Don’t worry. I’m sure Comrade Trump can centrally plan an optimum outcome with his new Five Year Plan for the economy! MAGA!

Runner Dan
Runner Dan
7 years ago

“The U.S. was originally part of that bloc, but President Trump pulled out last year, saying the agreement would have harmed American manufacturers and workers by loosening restrictions on U.S. imports of autos and auto parts, and intensifying competition with low-wage Asian nations.”

So we are shifting historically protected profits away from farming to our long neglected, beaten down manufacturing sector. So what?! Hooray for Trump!

And while we are at (hopefully) converting the farming sector to the unprotected private sector, let’s also cut all subsidizes to it and shrink back the number of food stamp recipients from 43 million to 23 million, like it was before Obama came to office.

By the way, how many farm products come from California where water is vanishing resource? We should not be exporting our water to foreign countries.

APRnow
APRnow
7 years ago
Reply to  Runner Dan

nailed it. on ALL counts

RonJ
RonJ
7 years ago

“Beijing is alarmed by clauses in the revamped Nafta deal for North America that gives the US an effective veto if either Canada or Mexico wish to sign a future trade deal with a “non-market economy”, clearly meaning China.”

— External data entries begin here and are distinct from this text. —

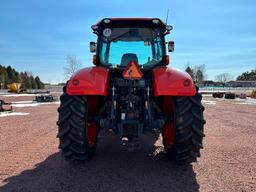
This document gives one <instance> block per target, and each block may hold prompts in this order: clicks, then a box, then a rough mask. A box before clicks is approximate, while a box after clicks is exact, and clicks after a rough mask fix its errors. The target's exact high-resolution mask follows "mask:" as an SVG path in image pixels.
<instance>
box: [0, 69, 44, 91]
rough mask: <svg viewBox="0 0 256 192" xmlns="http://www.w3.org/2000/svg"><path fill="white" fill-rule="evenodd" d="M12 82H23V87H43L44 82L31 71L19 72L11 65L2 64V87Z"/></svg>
mask: <svg viewBox="0 0 256 192" xmlns="http://www.w3.org/2000/svg"><path fill="white" fill-rule="evenodd" d="M10 83H21V87H22V88H23V89H43V88H44V84H43V82H42V81H41V80H40V78H39V77H38V76H37V77H36V78H34V76H33V75H32V73H31V72H20V73H19V72H17V71H16V70H15V69H14V68H12V67H11V66H7V67H5V66H2V65H0V89H5V88H7V87H6V85H7V84H10Z"/></svg>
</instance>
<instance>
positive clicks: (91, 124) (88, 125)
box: [86, 123, 98, 147]
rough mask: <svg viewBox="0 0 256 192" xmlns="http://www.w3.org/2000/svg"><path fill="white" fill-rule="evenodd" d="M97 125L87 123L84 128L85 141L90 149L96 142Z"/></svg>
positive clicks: (93, 123)
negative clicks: (84, 128) (88, 144)
mask: <svg viewBox="0 0 256 192" xmlns="http://www.w3.org/2000/svg"><path fill="white" fill-rule="evenodd" d="M97 129H98V128H97V124H96V123H88V124H87V128H86V139H87V143H88V144H89V146H90V147H93V146H94V145H95V143H96V140H97V131H98V130H97Z"/></svg>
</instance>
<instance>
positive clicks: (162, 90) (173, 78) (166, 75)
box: [152, 67, 196, 96]
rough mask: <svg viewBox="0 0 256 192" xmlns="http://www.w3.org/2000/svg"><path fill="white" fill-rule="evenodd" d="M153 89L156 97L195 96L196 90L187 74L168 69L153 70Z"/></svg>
mask: <svg viewBox="0 0 256 192" xmlns="http://www.w3.org/2000/svg"><path fill="white" fill-rule="evenodd" d="M152 73H153V88H154V95H155V96H161V95H162V96H167V95H169V96H194V95H195V94H196V88H195V85H194V83H193V80H192V79H191V77H190V76H189V74H187V73H186V72H182V71H179V70H178V69H174V68H168V67H158V68H155V69H153V72H152Z"/></svg>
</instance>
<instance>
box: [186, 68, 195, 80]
mask: <svg viewBox="0 0 256 192" xmlns="http://www.w3.org/2000/svg"><path fill="white" fill-rule="evenodd" d="M185 71H186V72H187V73H188V74H189V75H190V76H191V78H192V79H193V80H194V79H195V75H194V71H193V69H191V68H190V67H189V66H188V67H187V68H186V69H185Z"/></svg>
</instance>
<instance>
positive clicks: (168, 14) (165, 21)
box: [165, 9, 169, 25]
mask: <svg viewBox="0 0 256 192" xmlns="http://www.w3.org/2000/svg"><path fill="white" fill-rule="evenodd" d="M168 16H169V9H167V14H166V20H165V24H166V25H167V22H168Z"/></svg>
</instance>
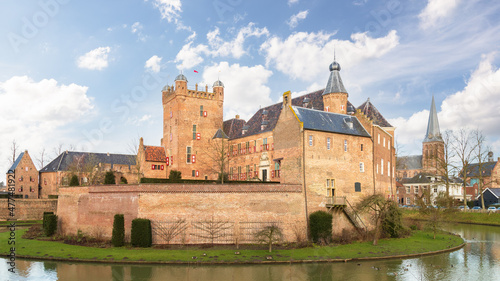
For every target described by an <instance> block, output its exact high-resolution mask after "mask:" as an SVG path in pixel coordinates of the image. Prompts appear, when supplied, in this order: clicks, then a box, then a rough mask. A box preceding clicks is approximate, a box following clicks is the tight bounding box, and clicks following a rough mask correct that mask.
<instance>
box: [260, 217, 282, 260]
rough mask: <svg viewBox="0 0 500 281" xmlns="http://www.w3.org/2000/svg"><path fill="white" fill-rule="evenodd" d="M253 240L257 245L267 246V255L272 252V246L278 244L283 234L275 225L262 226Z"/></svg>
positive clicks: (279, 241) (276, 225)
mask: <svg viewBox="0 0 500 281" xmlns="http://www.w3.org/2000/svg"><path fill="white" fill-rule="evenodd" d="M255 238H256V239H257V241H259V243H263V244H267V245H268V247H269V253H271V252H272V250H273V244H274V243H278V242H280V241H281V240H282V239H283V233H282V231H281V228H280V227H279V225H278V224H277V223H272V224H270V225H266V226H264V227H263V228H262V229H261V230H259V231H257V232H256V233H255Z"/></svg>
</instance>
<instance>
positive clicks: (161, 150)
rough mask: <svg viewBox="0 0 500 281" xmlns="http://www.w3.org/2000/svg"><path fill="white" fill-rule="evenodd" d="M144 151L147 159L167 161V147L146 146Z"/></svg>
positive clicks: (158, 146) (155, 160)
mask: <svg viewBox="0 0 500 281" xmlns="http://www.w3.org/2000/svg"><path fill="white" fill-rule="evenodd" d="M144 152H145V154H146V161H153V162H166V161H167V156H166V155H165V148H163V147H162V146H149V145H145V146H144Z"/></svg>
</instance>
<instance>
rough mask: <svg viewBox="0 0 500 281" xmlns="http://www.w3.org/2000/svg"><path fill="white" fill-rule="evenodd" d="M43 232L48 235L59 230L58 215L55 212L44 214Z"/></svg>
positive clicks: (46, 235)
mask: <svg viewBox="0 0 500 281" xmlns="http://www.w3.org/2000/svg"><path fill="white" fill-rule="evenodd" d="M44 219H45V220H44V221H45V222H44V227H43V232H44V233H45V235H46V236H52V235H53V234H54V233H55V232H56V230H57V216H56V215H54V214H47V215H45V216H44Z"/></svg>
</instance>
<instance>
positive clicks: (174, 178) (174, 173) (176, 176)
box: [168, 170, 182, 181]
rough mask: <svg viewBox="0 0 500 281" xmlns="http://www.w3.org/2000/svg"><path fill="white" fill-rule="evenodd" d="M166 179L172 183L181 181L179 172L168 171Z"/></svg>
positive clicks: (180, 171) (180, 177)
mask: <svg viewBox="0 0 500 281" xmlns="http://www.w3.org/2000/svg"><path fill="white" fill-rule="evenodd" d="M168 179H169V180H172V181H176V180H180V179H182V175H181V171H177V170H170V174H169V175H168Z"/></svg>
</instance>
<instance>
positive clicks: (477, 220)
mask: <svg viewBox="0 0 500 281" xmlns="http://www.w3.org/2000/svg"><path fill="white" fill-rule="evenodd" d="M403 217H404V218H409V219H417V220H426V219H427V216H426V215H422V214H420V212H419V211H418V210H404V211H403ZM442 220H443V221H446V222H456V223H471V224H488V225H498V226H500V212H498V213H493V212H492V213H475V212H471V211H470V210H469V211H465V212H464V211H458V210H457V211H456V212H453V213H450V214H445V215H444V216H443V219H442Z"/></svg>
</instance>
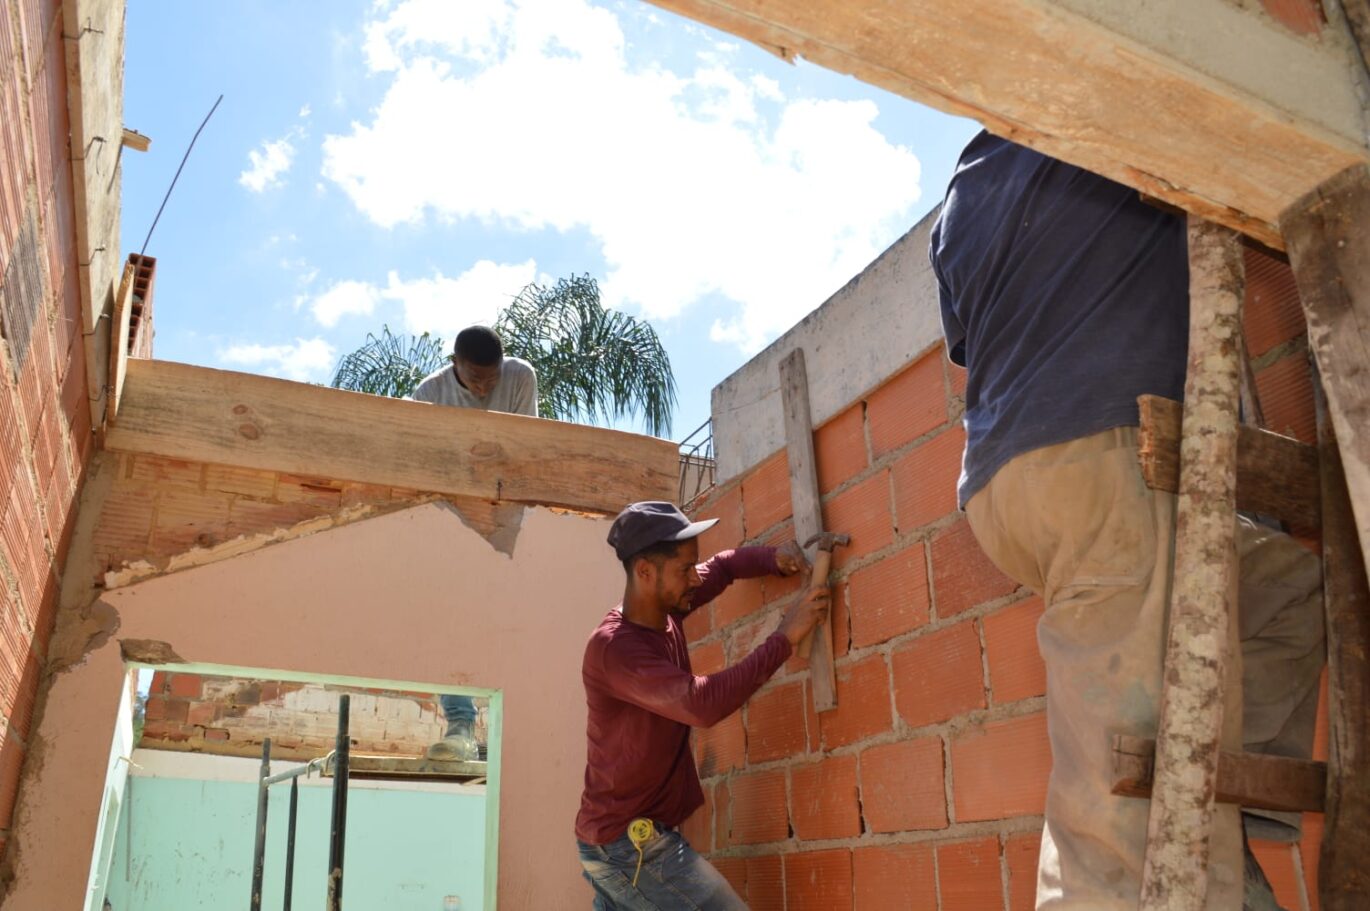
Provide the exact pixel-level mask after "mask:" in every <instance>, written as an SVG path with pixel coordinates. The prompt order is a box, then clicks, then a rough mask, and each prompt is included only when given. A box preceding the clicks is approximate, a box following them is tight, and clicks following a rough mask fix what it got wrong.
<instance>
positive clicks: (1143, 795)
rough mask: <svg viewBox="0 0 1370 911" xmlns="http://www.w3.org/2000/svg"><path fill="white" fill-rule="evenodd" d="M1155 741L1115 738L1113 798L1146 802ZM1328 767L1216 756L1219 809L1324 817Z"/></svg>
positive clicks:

Yesterday i asked what is the goal line? Are people missing a forest, looking at the trees?

Mish
Mish
7 years ago

Why would Japam discriminate against the US?
First, that is what the treaty says since the US is not part of it.
Second, Abe wants his own military
Third Japan wants tariff reduction on cars. It can offer a reduction on ag tariffs if it gets something back

Mish
Mish
7 years ago

Yes Harmy – The TPP carved out an exception of the US sugar lobby among other things.

Stimpson
Stimpson
7 years ago

Japan was essentially forbidden to have a large army after WWII by the Allies. I’m not so sure they would be all that sad if there would be a cause to lift that part of their after WWII consitution.

gregggg
gregggg
7 years ago

Maybe the US can “negotiate” a trade deal like israel is trying to push through the US Congress right now… a “trade” deal where it becomes illegal to boycott them.

Harmy
Harmy
7 years ago

“For starters, neither CPTPP nor TPP was a free trade agreement. It’s ludicrous to call it such. 26.6% tariffs are proof enough.”
It’s a phased reduction Mish meaning that as the markets adjust tariffs will be cut further.
As for US Free Trade. Australia signed a FTA with the US which has cost us dearly. How about 25 years phased in tariff cuts for Australian sugar and dairy produce. Some FTA huh?

2banana
2banana
7 years ago

Trump to Japan. Nice hard ball you are playing.

We are pulling out our military from Korea and your country.

Feel free to deal with North Korea and China as you see fit.

Like tripling your defense budget. And reintroducing the draft.

Enjoy your New Zealand nutz!

pi314
pi314
7 years ago

When you talk about US-Japan trade relation, you should always mention the outsized US role in Japanese defense. Why would Japan discriminate against the US? I’m all ears.

Stuki
Stuki
7 years ago
Reply to  pi314

That outsized role, just like in Germany, was, and is, there to disincetivize Japanese manufacturers from doing to Lockheed and Northrop Grumman (and Boeing) what Honda, Toyota, and BMW, have done to Ford and GM: Reduce them to second tier hangers-on. Has nothing at all to do with “helping” neither Japan nor Germany, at least not economically.